Firstly, the AIC have published a useful article that includes a chronological summary of events in the last week or so:
On 16 March the Israeli air force attacked a Hamas training base near the former settlement of Netzarim. Two Hamas militants, Adana Eshtaiwi, 27 years old, and Ghassan Abu Amro, 25 years old, were killed in the attack, while a third person was injured.
While “the Israeli military claimed the strike was in response to a single mortar projectile launched from the Gaza Strip into southern Israel”, the AIC observes that “no Palestinian faction claimed responsibility for the firing, and the Israeli press reported that the projectile was launched by a small, unknown organization.”
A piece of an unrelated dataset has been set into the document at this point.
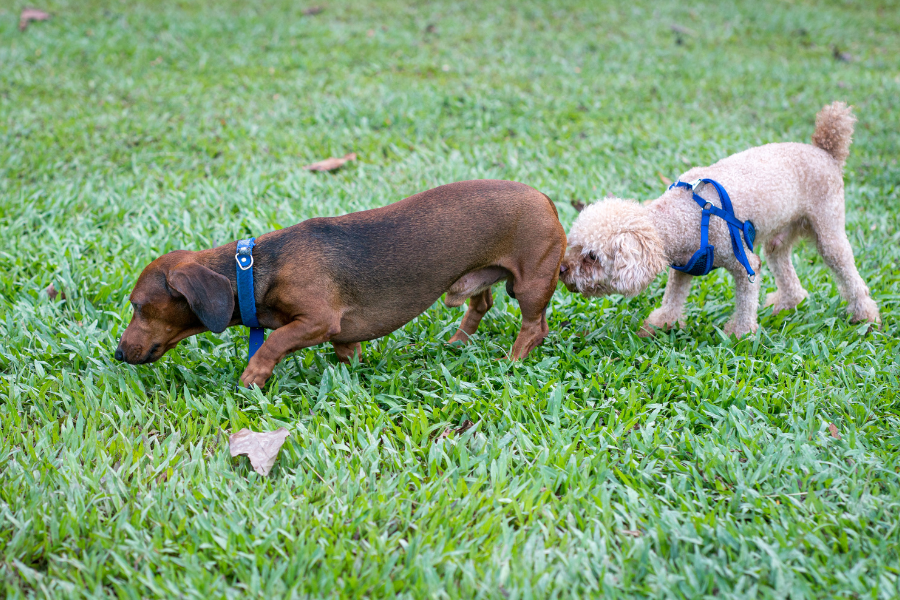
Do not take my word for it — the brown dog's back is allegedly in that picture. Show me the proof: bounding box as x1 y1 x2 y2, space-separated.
262 180 563 342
This was a point reflected in a piece in Ha’aretz on 20 March. Avi Issacharoff and Amos Harel observed that the previous day’s mortar fire was presented by Hamas as a response to the IDF’s fatal strike against Hamas forces on 16 March, which in turn was said to have been “precipitated by a Qassam strike a few hours earlier”. Then the two analysts wrote:
Hamas said – and to a certain extent justifiably – that Israel had exceeded the unwritten rules of the game. The Qassam had been fired by a marginal Palestinian group, and the accepted response would have been a bombing of empty Hamas offices or an escape tunnel without casualties.
So as Alex pointed out, the parallels are there, particularly in terms of both establishing an atmosphere of ‘inevitability’ about an assault as well as provoking Hamas into a response to create the PR-friendly casus belli (as in 2008).
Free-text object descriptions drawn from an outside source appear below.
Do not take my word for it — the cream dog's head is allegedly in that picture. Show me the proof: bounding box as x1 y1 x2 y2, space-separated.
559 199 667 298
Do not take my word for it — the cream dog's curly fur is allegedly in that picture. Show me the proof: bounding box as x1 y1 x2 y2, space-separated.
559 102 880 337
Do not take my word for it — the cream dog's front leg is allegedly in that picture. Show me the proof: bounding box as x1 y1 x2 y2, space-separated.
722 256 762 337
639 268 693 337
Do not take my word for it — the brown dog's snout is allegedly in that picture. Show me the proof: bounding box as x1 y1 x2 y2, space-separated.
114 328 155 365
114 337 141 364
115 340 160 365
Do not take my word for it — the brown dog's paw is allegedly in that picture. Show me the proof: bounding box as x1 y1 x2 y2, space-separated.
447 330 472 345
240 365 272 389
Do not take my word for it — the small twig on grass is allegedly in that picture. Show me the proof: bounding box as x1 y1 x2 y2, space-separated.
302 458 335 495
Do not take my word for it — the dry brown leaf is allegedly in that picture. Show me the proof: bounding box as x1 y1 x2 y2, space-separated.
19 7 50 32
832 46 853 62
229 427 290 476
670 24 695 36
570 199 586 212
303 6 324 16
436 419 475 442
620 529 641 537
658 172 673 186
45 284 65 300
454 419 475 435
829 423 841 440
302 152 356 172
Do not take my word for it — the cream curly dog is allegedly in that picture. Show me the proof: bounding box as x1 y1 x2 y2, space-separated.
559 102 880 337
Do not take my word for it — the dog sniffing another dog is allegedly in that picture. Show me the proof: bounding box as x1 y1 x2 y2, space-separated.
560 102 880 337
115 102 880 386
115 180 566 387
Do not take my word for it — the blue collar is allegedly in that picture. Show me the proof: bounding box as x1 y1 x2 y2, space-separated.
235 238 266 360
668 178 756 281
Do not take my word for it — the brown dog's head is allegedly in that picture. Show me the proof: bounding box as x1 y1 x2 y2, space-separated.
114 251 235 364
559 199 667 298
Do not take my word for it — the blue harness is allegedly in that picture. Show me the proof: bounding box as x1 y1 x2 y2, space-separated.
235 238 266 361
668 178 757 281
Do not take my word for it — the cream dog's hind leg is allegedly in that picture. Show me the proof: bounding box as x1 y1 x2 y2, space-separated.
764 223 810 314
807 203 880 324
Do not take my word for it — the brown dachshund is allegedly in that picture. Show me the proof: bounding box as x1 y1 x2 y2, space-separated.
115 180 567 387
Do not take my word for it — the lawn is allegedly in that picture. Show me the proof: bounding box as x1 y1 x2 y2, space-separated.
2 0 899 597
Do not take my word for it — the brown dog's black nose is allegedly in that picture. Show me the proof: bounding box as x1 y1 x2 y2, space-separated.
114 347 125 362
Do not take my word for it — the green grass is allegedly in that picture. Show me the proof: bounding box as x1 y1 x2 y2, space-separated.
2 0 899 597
Secondly, some have suggested that Hamas’ mortar fire last week was designed to derail reconciliation efforts, or distract from March 15 protests. This is possible. However, it is also plausible that Netanyahu is seeking to stir up a ‘cycle of violence’ in Gaza/the south as a response to being pushed into a corner internationally, and facing numerous domestic political challenges.